Diratifikasinya Konvensi Hak-Hak Penyandang Disabilitas (Convention on The Rights of The Persons with Disabilities) oleh Indonesia ke dalam Undang-Undang (UU) No. 19 Tahun 2011, tidak serta merta pemenuhan hak-hak penyandang disabilitas dijamin oleh negara. Hingga kini, meskipun pemerintah menjanjikan aksesibilitas sesuai UU No. 4 Tahun 1997 namun belum menjamin kebutuhan transportasi yang diperlukan oleh mereka.
Hal ini disampaikan oleh Ilma Sovri Yanti, inisiator Mudik Ramah Anak dan Disabilitas (MRAD) pada acara Training of The Trainer ‘Kita Disabilitas’ yang dilaksanakan atas kerja sama MRAD dan PT Kereta Commuter Indonesia (KCI) di Jakarta (12/2/2020).
Menurut Ilma, ada empat asas aksesibilitas untuk penyandang disabilitas yang belum terpenuhi: asas kemudahan, kegunaan, keselamatan dan kemandirian. Bangunan yang merupakan tempat publik seperti terminal, bandara dan stasiun kereta api masih belum ramah terhadap disabilitas karena masih tidak menyediakan ram (jalur sirkulasi dengan kemiringan tertentu -red) bagi para pengguna kursi roda.

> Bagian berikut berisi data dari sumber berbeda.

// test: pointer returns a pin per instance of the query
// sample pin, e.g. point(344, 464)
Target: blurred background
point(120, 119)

Terkait dengan asas kegunaan, fasilitas publik seperti toilet umut masih belum dapat diakses atau oleh para penyandang disabilitas. Tanda atau marka jalan yang digunakan penyandang disabilitas netra untuk berjalan secara mandiri di tempat-tempat publik juga tidak memenuhi asas keselamatan dan asas kemandirian karena tidak diadakan secara rata dan konsisten di semua lokasi.
“Oleh karena itu, kita harus terus mengingatkan pemerintah untuk selalu menyediakan pelayanan publik yang mudah diakses dan ramah bagi para penyandang disabilitas,” lanjut Ilma.
Ditambahkan Ilma, kegiatan yang dilakukan oleh MRAD dan PT KCI adalah sinergi antara masyarakat dan pemerintah dalam membangun kerja sama agar mulai memberikan perhatian dalam pelayanan bagi para penyandang disabilitas dengan memberikan simulasi kepada petugas KCI dalam mempraktekan pelayanan commuter line yang ramah disabilitas.
Simulasi diawali dengan proses kedatangan penyandang disabilitas di stasiun, kemudian petugas mendampingi, memandu untuk masuk ke dalam kereta dan mendapatkan tempat duduk. Dalam proses simulasi yang dijalankan, tampak para petugas KCI mengikutinya dengan penuh perhatian. Mereka ingin mengetahui lebih jauh mengenai standar umum dalam memberikan pelayanan kepada para penyandang disabilitas.
“Bagaimana jika penyandang disabilitas netra harus menaiki anak tangga?” tanya seorang petugas.
Esa Anna Mirabilla, salah seorang mentor dalam simulasi ini menyampaikan, “Untuk seorang tuna netra seperti saya ketika didampingi untuk menaiki anak tangga, petugas harus berada di depan setengah langkah, sambil saya memegangi lengannnya. Karena ketika petugas ada di depan saya, maka saya bisa mengira-ngira tinggi tangga dari gerakan tangan si petugas pemandu. Pengarahan tongkatnya oleh pendamping petugas bisa membantu juga, tetapi jangan setiap tangga harus diarahkan tongkatnya, hanya untuk tangga yang tinggi saja.”
Ilma menyambut baik munculnya perhatian dari PT KCI untuk melatih para petugasnya dalam memberikan pelayanan kepada para penyandang disabilititas dalam menggunakan jasa kereta api. Simulasi ini diikuti oleh 35 orang petugas dari tujuh sektor pelayanan KCI seperti Palmerah, Cikini, Juanda, Sudirman, Rajawali, Bekasi, Serpong, Manggarai, Batu Ceper Cicayur, UI dan Depok. Perwakilan ini yang mengikuti simulasi untuk menerima pelatihan dan akan melanjutkan pelatihan kepada rekan-rekan mereka lainnya. Hal ini dilakukan agar pengetahuan terkait peraturan standar dalam melayani para penyadang disabilitas diterima secara merata oleh seluruh petugas stasiun.
“Untuk itu kegiatan semacam ini harus juga dilakukan pada jasa moda transportasi lainnya agar ramah dalam memberikan pelayan kepada penyandang disabilitas,” tutup Ilma.